Never has the question of media development funding seemed more urgent. Not only is the media going through baffling changes in business models and technologies, but authoritarian governments around the world are cracking down on media freedoms, imprisoning journalists and trying to control the Internet. Money is short. Media organizations around the world are looking to donors to help them meet these challenges and come up with new ways to build workable independent media institutions and ensure their survival.
Anyone who works in media development knows that it can be difficult to get a clear picture of what donor organizations are funding. Because media development is a cross-cutting theme and is subsumed under democracy and governance funding schemes, donors have not always explicitly tracked media development projects. To make matters more complicated, media can be both a tool and an end in development projects and media-focused programming has been obfuscated within other types of democracy programs.
Last year, CIMA decided to address this information gap. We launched a project to survey media development donors, and in the process, encourage them to distinguish and report their media development funding efforts. The project has sought to gain a better picture of what types of media development activities are the top priorities for each donor, how much money they are putting into media development, and where in the world this work is being done. We have developed profiles for each donor organization, which include background information and, in most cases, examples that illustrate the types of media development projects they fund. Taken together, the profiles will give the media development community more data to work with and a better sense of the state of funding for the field.

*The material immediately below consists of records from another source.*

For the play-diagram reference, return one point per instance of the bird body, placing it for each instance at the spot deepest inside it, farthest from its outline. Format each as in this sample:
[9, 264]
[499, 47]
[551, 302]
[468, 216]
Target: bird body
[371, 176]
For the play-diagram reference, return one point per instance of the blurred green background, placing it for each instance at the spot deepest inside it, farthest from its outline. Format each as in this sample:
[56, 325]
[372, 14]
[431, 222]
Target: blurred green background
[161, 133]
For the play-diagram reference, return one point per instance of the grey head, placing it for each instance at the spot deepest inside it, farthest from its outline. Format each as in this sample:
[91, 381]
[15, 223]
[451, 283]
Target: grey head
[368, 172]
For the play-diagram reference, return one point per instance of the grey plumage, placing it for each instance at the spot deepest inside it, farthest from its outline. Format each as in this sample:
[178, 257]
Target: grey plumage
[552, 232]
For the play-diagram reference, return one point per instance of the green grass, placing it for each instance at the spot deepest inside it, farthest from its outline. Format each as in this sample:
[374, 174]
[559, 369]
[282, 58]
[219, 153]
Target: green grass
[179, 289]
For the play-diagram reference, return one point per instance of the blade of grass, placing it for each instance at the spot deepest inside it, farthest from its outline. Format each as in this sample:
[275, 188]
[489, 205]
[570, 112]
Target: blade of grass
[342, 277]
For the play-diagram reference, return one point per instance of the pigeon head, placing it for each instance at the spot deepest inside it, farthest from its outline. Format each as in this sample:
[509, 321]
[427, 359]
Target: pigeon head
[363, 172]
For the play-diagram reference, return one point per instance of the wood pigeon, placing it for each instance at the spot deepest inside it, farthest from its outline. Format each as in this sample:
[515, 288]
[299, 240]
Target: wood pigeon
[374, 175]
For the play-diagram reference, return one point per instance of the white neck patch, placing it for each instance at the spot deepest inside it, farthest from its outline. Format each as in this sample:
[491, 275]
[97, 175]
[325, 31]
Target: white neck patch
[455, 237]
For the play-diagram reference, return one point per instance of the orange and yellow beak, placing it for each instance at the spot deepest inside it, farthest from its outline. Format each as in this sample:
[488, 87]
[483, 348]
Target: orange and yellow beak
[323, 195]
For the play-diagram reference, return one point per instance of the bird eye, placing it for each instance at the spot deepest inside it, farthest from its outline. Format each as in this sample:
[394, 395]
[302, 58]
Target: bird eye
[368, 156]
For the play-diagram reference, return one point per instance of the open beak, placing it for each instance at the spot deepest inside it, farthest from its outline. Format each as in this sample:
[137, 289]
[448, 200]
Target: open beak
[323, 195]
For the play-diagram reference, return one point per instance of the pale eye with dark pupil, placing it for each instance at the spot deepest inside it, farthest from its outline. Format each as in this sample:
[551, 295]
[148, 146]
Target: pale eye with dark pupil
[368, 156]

Last month, CIMA presented the results of the first phase of this project, Profiles in Media Development Funding, an online resource for practitioners, academics, experts and policymakers. The process of surveying the donors has taken considerable time and effort and we have only completed a handful of key donor profiles. We are in the process of assembling more profiles and are committed to updating these profiles regularly so that the media development community will have a go-to place to find data on media development funding and donors’ priorities.
In a rapidly changing phase for media around the world, with new governance questions related to the Internet, it is exceedingly important to reevaluate our media development resources and priorities. As more data becomes available, we hope we can better gauge impact and devise of effective media development priorities and strategies to address new challenges at the intersection of media, governance and technology.